Intervention de Thierry Foucaud

Réunion du 14 avril 2005 à 15h00
Création du registre international français — Question préalable

Photo de Thierry FoucaudThierry Foucaud :

Comment cela se traduirait-il ?

Des marins étrangers seraient embarqués, employés aux conditions de leur pays d'origine sur des bâtiments battant pavillon national, sans garantie réelle d'emploi pour les marins français, avec comme seule contrainte que le commandant et son adjoint soient de nationalité française.

C'est du Bolkestein appliqué au domaine maritime ! C'est le décret d'application, avant l'heure, du projet de Constitution européenne !

Certains me diront ici que la présente proposition de loi n'a rien à voir avec le traité constitutionnel et que, une fois de plus, les partisans du non pratiquent l'amalgame. Même si cela nous prend quelques instants, je souhaite consulter avec vous ce traité et les travaux préparatoires.

L'article II-75, notamment son troisième paragraphe, est intéressant et démontre toute la duplicité d'un texte dont la complexité tend à masquer une volonté systématique de régression libérale.

Il indique, en effet, que : « Les ressortissants des pays tiers qui sont autorisés à travailler sur le territoire des Etats membres ont droit à des conditions de travail équivalentes à celles dont bénéficient les citoyens de l'Union. »

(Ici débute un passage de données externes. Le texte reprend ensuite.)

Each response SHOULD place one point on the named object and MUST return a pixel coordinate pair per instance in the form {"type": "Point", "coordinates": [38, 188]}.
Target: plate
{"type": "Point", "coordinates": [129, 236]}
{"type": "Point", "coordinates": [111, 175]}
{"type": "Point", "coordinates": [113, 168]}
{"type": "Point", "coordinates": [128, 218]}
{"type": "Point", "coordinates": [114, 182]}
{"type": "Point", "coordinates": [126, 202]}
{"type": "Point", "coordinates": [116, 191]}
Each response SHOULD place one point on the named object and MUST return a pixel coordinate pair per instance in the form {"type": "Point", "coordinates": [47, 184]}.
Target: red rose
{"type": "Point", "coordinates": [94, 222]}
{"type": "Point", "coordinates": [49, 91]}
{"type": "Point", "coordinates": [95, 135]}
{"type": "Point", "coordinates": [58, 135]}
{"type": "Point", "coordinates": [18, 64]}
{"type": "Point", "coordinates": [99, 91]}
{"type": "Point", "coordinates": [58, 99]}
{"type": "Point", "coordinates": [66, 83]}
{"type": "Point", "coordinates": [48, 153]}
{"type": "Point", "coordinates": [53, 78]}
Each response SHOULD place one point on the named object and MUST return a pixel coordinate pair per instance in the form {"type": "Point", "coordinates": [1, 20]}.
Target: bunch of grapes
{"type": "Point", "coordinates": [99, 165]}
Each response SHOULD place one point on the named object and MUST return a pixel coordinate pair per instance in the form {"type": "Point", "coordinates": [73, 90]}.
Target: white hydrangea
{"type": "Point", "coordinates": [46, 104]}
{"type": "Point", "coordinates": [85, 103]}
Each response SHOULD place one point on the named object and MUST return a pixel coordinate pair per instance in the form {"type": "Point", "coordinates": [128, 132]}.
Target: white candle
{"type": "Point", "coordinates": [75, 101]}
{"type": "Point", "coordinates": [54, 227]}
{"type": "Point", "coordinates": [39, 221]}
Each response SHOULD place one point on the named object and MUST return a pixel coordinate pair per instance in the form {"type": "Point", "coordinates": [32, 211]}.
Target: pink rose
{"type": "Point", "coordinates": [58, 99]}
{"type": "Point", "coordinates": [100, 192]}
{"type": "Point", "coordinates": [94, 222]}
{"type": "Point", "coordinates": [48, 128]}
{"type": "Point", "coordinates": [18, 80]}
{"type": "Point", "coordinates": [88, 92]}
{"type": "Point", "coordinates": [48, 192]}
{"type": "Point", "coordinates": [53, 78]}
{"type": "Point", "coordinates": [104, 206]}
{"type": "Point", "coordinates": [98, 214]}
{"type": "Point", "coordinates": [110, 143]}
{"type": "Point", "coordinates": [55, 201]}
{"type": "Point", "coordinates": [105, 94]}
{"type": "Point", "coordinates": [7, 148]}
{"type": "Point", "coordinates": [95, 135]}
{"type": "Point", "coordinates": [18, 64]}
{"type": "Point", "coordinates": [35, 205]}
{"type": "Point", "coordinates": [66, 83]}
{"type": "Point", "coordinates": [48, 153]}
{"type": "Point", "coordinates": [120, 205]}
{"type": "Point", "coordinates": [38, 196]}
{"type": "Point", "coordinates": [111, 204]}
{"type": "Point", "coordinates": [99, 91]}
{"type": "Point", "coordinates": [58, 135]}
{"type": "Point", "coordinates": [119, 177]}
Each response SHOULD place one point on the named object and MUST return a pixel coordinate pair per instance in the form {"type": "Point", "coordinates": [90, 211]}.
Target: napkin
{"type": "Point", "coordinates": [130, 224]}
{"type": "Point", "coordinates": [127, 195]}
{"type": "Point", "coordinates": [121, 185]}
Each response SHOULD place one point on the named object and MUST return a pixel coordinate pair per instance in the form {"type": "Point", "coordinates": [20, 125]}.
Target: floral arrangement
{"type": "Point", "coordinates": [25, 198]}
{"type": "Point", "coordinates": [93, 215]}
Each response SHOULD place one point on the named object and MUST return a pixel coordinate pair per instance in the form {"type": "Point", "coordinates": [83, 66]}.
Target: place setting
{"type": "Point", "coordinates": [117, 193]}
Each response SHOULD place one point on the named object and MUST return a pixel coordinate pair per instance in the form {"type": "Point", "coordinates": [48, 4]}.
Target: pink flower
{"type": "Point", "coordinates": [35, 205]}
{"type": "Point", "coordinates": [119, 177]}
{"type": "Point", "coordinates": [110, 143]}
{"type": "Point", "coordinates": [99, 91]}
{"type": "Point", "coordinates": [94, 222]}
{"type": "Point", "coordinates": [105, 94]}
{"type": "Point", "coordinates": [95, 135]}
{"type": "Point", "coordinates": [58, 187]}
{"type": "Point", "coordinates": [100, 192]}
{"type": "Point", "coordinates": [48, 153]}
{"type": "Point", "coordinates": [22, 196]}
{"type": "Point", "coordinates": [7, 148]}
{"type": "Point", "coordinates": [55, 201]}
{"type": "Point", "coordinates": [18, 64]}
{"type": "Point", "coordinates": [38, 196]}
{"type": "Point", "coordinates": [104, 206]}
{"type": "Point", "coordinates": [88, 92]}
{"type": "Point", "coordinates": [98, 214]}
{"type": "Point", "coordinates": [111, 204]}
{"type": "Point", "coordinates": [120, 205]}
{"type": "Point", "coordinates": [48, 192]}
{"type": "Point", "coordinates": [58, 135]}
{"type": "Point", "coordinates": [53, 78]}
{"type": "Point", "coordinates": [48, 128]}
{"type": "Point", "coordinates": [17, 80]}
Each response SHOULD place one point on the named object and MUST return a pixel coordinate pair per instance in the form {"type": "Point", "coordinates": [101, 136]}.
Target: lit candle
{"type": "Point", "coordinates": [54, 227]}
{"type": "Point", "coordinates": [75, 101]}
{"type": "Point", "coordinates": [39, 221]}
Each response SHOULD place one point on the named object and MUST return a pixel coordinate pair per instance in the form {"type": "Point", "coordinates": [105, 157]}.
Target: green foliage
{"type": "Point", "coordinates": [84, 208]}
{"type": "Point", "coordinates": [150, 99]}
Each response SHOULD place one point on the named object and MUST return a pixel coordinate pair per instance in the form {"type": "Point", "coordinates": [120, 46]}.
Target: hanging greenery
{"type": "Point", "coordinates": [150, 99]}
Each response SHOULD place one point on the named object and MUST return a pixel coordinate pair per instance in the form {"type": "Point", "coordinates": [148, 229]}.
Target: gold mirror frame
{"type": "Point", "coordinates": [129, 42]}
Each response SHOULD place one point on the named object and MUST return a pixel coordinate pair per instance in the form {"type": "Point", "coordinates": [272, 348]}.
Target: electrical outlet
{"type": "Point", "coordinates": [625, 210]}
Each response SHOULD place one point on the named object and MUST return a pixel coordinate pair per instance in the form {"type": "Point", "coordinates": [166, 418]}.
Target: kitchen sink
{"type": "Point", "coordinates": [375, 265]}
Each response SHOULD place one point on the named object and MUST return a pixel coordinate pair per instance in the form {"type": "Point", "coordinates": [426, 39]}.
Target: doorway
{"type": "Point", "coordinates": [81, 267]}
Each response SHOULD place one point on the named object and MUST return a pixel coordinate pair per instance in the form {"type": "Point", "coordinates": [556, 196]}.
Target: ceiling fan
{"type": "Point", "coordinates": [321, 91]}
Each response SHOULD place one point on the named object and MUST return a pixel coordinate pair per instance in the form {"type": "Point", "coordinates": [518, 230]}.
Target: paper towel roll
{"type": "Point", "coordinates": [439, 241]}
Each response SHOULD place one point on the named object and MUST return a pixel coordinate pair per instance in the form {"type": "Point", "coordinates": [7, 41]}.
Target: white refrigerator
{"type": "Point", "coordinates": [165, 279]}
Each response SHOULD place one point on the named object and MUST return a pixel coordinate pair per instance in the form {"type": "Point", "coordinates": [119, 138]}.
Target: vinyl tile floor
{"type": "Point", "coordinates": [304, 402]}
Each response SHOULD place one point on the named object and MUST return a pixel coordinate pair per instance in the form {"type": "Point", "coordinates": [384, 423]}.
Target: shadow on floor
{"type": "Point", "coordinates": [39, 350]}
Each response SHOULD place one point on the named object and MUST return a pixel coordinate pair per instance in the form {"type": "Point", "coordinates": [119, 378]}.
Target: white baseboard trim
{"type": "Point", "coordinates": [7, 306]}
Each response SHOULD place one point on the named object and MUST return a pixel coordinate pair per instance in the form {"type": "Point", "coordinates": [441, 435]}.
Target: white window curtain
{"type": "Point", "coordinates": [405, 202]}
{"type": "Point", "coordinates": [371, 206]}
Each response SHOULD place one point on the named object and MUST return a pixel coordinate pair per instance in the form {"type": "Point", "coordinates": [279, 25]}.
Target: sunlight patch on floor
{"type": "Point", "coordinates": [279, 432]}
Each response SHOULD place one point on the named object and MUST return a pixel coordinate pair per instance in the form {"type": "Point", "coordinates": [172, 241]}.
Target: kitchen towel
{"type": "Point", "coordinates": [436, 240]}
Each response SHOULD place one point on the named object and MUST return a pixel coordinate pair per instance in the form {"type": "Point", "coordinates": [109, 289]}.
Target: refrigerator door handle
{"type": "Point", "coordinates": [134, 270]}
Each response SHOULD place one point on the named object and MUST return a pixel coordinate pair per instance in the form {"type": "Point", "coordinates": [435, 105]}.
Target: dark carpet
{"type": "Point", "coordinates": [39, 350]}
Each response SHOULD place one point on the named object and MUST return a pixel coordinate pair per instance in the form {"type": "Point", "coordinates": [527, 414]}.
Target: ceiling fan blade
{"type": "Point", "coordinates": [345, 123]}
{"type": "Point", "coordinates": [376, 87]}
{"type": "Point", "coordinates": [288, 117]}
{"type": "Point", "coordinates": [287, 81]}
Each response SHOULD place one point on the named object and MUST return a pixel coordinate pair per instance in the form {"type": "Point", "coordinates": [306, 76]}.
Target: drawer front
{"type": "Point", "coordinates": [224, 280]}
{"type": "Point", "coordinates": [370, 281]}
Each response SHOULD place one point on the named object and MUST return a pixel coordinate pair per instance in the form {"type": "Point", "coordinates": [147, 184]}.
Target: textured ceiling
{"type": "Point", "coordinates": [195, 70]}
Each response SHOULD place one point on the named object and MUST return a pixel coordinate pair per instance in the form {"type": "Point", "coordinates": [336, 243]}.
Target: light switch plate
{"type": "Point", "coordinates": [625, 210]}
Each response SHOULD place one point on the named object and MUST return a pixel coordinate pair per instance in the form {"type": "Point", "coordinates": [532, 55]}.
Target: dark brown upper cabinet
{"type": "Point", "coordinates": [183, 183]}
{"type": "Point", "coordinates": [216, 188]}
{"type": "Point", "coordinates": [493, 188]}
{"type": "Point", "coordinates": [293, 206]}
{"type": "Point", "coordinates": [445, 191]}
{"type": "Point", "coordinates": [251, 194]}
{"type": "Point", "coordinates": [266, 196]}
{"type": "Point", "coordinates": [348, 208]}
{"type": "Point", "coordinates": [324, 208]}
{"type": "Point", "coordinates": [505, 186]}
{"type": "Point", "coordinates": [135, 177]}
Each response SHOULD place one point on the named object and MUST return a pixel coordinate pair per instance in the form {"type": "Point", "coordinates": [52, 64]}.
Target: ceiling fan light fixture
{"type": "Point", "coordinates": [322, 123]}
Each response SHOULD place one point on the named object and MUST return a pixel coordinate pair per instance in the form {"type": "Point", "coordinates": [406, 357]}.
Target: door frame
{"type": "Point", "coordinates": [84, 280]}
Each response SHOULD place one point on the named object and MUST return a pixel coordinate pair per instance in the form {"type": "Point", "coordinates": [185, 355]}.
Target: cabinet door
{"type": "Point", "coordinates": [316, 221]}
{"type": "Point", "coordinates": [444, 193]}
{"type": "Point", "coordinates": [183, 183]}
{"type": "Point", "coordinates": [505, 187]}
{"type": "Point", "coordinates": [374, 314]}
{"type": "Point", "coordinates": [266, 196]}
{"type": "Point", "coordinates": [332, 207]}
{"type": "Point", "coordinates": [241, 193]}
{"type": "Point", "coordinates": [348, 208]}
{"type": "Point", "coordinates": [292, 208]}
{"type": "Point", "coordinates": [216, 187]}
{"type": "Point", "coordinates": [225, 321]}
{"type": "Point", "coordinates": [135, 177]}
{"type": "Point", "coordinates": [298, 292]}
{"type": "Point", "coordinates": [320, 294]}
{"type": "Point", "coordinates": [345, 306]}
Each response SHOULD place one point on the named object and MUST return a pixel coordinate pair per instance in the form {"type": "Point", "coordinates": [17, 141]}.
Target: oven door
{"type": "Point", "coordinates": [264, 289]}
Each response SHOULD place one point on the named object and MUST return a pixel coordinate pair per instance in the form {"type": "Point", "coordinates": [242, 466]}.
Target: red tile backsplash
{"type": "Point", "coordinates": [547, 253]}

Si l'on se limite à une lecture rapide, simple, pour ne pas dire simpliste, du traité, la proposition de loi qui nous est soumise est en pleine contradiction avec le traité et ce dernier devrait entraîner l'adhésion de tous les partisans d'une plus grande justice sociale en Europe.

Malheureusement, ce troisième paragraphe de l'article II-75 est à éclaircir par un certain nombre d'autres considérations.

L'explication du texte établie sous l'autorité du praesidium de la Convention européenne, qui est déterminante pour l'interprétation du traité et qui est présentée comme telle par la délégation pour l'Union européenne de notre assemblée, limite considérablement le champ d'application de l'article qui nous intéresse.

Premièrement, le praesidium de la convention européenne indique que « la question du recrutement des marins ayant la nationalité d'Etats tiers dans les équipages des navires battant pavillon d'un Etat membre de l'Union européenne est réglée par le droit des législations et pratiques nationales ». En un mot, la Charte et son article II-75 ne s'appliquent pas aux marins en cas de dispositions ou de pratiques nationales contraires.

Deuxièmement, et plus généralement, le praesidium précise que l'article II-112 de la Constitution est applicable. Cet article dispose que les explications du praesidium doivent être prises en compte pour l'interprétation de la Charte.

Par ailleurs, l'article II-112 distingue les droits et les principes. Les commentaires de la délégation pour l'Union européenne sur ce point sont particulièrement éloquents.

Il s'agit de bien marquer le fait que la reconnaissance de certains droits par la Charte ne les érige pas pour autant en droits justifiables. Ces droits, par exemple le droit d'accès aux prestations de sécurité sociale, le droit de travailler ou le droit à la protection de la santé, correspondent à des objectifs, à des « principes », qu'il convient évidemment de respecter et même de promouvoir, sans imposer pour autant une obligation de résultat.

Comment appelle-t-on un droit inapplicable, mes chers collègues ? Un voeu pieu, tout simplement !

Cette longue parenthèse me semble utile, ne serait-ce que pour prouver que la proposition de loi dont nous discutons aujourd'hui est la démonstration évidente que le traité constitutionnel européen n'empêche aucunement les dérives libérales, mais que, bien au contraire, il les organise, il les encadre.